USPS Launches New Dog Paw Program in Twin Cities Metro Area

The Dog Paw Program is to Address Employee Safety and Minimize Dog Incidents.

September 15, 2021
MINNEAPOLIS & SAINT PAUL, MN – USPS aims to curb dog bites suffered by postal employees by launching a new Dog Paw Program in the Twin Cities Metro across ZIP Codes in the 551 & 554 area.

Mail Carriers face the risks of a nip, bite, or even a vicious attack while delivering mail and packages each day. Aggressive dog behavior poses a serious threat to Postal Service employees throughout the nation and in our own backyard.

To emphasize the enormity of this issue, the Postal Service has reported the number of dog attacks and bites together as the most prominent threat to letter carriers. So far this year, over 4,200 Postal Service employees across the U.S. have been victimized by dogs, as stats already compare to 2020 incident totals of 4,933. Locally, 32 mail carriers have been bitten by dogs so far this year in the Twin Cities Metro, with 19 carriers bitten last year.

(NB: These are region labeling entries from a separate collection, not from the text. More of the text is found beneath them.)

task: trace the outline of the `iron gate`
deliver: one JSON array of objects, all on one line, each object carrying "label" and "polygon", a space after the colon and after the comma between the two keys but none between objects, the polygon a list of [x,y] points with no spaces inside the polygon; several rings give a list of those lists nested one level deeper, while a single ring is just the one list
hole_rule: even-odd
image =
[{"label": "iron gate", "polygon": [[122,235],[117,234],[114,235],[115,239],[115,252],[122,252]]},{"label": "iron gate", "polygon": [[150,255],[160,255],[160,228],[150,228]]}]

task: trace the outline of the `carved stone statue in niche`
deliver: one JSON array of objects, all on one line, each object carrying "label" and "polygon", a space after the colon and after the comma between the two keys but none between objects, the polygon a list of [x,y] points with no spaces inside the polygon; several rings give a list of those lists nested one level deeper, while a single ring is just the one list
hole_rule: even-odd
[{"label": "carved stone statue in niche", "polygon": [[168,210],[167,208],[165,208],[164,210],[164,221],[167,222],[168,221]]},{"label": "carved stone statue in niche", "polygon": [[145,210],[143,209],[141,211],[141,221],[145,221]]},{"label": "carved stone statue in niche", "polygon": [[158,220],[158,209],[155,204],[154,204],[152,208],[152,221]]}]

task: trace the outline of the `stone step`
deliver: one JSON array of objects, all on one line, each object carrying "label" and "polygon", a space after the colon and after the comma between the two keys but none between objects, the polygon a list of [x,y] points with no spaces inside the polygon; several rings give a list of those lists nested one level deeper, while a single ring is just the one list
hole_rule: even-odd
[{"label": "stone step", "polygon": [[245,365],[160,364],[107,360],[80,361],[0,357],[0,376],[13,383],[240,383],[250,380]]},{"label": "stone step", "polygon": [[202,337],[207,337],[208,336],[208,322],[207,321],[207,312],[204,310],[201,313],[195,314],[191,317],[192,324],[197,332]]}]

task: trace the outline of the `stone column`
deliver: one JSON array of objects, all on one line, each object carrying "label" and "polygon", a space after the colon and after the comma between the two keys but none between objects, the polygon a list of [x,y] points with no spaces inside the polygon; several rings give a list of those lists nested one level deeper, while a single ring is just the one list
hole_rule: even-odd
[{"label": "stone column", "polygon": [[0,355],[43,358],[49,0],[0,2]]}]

To Combat this issue, USPS is implementing a Dog Paw program to raise awareness for our Letter Carriers and customers on the risk of dog bites throughout their workday. The program involves using color coded stickers to indicate both the home of a dog as well as the house before a dog’s home, to better prepare the Letter Carrier as they approach the mailbox. An orange sticker tells carriers that there is a dog at this home and the yellow cautions the carrier that there is a dog at the next house.

As customers see these stickers posted on their mailbox, they will also receive a postcard explaining the program.

“These visual cues for our employees are extremely important to curb the risk of injury and dog bites here in the 551 and 554 area,” said Nicole Hill, Communications Specialist for the Postal Service. “One bite is too many, and this program aims to educate our customers and provide better visibility of neighborhood dogs to our employees.”

When used in conjunction with other methods, such as local alerts as postal employees approach the house and written notification cards within the mail, this program has been successful in other locations that have seen high dog bite rates.